Hacker News new | ask | show | jobs
by ectopod 1294 days ago
Thirteen years ago I met a traveller who paid their way with travel writing, which was basically blog spam. They soon ran out of authentic material so they started writing about places they'd never been using some light googling for inspiration. For a long time now people have been making advertising money by creating bullshit on a large scale. How are you going to prove that any content is organic?
1 comments

you ultimately can't, and there are certainly degrees of "organicness" even among organic content - a lot of content is essentially infomericals or arguments shilling a particular perspective they have a financial interest in shilling. And of course there's the case like the wikipedia editor who completely made up like 75% of the scottish wikipedia articles that have been the training inputs for language translation models etc, that is very organic content but it also is actually poison to train on!

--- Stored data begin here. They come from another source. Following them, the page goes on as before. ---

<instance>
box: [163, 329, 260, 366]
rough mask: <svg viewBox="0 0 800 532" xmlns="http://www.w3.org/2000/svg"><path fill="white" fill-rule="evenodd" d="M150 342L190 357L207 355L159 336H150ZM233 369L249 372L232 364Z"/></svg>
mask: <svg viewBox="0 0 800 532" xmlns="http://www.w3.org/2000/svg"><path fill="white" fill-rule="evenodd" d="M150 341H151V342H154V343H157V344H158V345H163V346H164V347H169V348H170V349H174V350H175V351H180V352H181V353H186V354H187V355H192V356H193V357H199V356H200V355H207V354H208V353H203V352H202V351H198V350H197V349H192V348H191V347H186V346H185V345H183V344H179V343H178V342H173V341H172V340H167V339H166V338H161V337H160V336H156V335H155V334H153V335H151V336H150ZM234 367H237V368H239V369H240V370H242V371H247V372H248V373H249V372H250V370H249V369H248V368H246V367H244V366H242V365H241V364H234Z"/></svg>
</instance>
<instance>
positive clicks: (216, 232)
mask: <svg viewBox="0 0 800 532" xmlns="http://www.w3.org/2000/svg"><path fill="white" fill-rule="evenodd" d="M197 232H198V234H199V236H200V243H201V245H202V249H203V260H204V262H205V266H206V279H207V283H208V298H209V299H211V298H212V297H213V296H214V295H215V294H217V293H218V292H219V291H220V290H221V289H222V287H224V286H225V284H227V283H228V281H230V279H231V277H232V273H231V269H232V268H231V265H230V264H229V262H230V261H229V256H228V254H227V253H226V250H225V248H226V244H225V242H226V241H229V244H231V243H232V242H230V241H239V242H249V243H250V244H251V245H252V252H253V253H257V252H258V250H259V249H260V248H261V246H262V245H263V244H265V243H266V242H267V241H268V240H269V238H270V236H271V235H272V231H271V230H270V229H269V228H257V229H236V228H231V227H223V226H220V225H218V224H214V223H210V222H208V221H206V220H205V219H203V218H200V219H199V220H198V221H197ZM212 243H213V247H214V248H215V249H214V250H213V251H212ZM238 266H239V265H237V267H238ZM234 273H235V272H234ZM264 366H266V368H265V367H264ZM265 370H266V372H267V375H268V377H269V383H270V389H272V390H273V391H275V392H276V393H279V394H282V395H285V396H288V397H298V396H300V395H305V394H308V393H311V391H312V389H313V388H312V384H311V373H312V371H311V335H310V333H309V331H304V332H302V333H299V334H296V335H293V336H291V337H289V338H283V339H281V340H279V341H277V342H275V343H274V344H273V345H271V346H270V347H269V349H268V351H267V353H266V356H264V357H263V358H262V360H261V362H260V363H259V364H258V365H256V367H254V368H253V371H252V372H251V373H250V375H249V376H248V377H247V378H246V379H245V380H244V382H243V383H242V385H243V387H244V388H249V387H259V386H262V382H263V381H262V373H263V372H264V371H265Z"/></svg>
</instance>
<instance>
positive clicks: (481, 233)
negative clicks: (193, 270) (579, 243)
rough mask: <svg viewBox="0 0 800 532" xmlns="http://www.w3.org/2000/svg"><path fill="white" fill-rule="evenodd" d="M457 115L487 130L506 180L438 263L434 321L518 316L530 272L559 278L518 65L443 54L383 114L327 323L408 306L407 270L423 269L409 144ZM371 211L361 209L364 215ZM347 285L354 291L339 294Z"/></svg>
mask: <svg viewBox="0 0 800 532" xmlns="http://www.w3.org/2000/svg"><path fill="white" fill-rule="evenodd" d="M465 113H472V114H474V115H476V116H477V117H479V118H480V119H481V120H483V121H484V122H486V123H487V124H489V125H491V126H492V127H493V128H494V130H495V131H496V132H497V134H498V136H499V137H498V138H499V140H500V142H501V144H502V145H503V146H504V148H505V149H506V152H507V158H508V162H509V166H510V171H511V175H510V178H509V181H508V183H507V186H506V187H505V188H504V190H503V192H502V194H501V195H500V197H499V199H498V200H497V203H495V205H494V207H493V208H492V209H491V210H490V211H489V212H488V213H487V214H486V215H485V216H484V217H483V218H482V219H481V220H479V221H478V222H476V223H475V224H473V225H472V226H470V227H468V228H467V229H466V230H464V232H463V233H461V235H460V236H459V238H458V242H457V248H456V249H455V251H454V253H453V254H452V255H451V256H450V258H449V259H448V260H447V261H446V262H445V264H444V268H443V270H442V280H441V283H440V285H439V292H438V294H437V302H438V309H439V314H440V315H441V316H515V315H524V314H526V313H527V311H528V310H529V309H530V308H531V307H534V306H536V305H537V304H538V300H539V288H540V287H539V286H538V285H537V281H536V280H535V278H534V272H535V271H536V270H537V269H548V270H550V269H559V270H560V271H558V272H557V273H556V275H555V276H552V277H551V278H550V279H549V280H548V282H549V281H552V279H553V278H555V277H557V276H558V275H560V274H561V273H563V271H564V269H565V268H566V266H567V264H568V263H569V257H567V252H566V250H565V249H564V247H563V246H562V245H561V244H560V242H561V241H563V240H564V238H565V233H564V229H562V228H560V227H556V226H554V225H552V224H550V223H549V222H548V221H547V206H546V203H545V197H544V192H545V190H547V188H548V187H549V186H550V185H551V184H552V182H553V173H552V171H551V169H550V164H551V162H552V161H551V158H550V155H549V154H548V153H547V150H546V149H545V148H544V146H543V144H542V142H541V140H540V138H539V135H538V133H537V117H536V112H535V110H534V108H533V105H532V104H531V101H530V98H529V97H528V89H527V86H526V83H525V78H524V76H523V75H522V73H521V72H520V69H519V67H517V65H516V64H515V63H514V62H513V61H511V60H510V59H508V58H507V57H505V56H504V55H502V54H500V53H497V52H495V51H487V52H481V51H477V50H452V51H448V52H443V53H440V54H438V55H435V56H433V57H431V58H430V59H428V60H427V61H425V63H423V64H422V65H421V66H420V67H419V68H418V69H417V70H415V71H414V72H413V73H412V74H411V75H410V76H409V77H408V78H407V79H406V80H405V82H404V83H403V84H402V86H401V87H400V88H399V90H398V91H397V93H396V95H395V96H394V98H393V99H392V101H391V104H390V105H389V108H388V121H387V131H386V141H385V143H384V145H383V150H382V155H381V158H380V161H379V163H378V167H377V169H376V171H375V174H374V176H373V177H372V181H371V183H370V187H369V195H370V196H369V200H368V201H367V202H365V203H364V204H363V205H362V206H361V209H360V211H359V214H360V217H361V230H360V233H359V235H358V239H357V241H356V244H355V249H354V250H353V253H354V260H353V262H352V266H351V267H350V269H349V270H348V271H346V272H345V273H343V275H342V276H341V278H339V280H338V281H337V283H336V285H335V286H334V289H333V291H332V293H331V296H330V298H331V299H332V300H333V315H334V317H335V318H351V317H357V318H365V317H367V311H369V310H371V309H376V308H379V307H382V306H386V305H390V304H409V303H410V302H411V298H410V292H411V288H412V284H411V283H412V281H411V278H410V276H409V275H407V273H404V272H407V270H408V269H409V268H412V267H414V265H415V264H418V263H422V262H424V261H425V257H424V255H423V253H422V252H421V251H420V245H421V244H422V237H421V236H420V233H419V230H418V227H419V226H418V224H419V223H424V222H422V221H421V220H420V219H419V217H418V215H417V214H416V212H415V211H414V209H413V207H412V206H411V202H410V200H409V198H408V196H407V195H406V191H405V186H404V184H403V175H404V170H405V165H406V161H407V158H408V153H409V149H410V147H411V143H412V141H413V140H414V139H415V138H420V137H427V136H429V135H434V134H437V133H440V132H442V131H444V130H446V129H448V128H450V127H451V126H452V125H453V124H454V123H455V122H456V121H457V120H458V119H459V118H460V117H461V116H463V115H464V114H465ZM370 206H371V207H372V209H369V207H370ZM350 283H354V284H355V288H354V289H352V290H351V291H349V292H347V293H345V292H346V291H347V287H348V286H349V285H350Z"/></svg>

The good news is the internet is relatively good at routing around the shit, for now. And I guess de-facto that is something you could apply to your content inputs: what's the pagerank for this content? actual pagerank, not the advertising/engagement bullshit that the search model has turned into. If the AI generated stuff is correct enough that it has a high pagerank, maybe it's correct enough to be used as an input.

but the thing is honestly there's already been an uptick in ML or AI-generated content that is already surfacing in searches and other places and it's not always correct... and honestly the relevance of google's search results has been noticeably decaying for 10+ years now. Things I know are out there and are relevant are not being surfaced anymore. Is AI generation contributing to that problem? Maybe. Probably not helping, at least.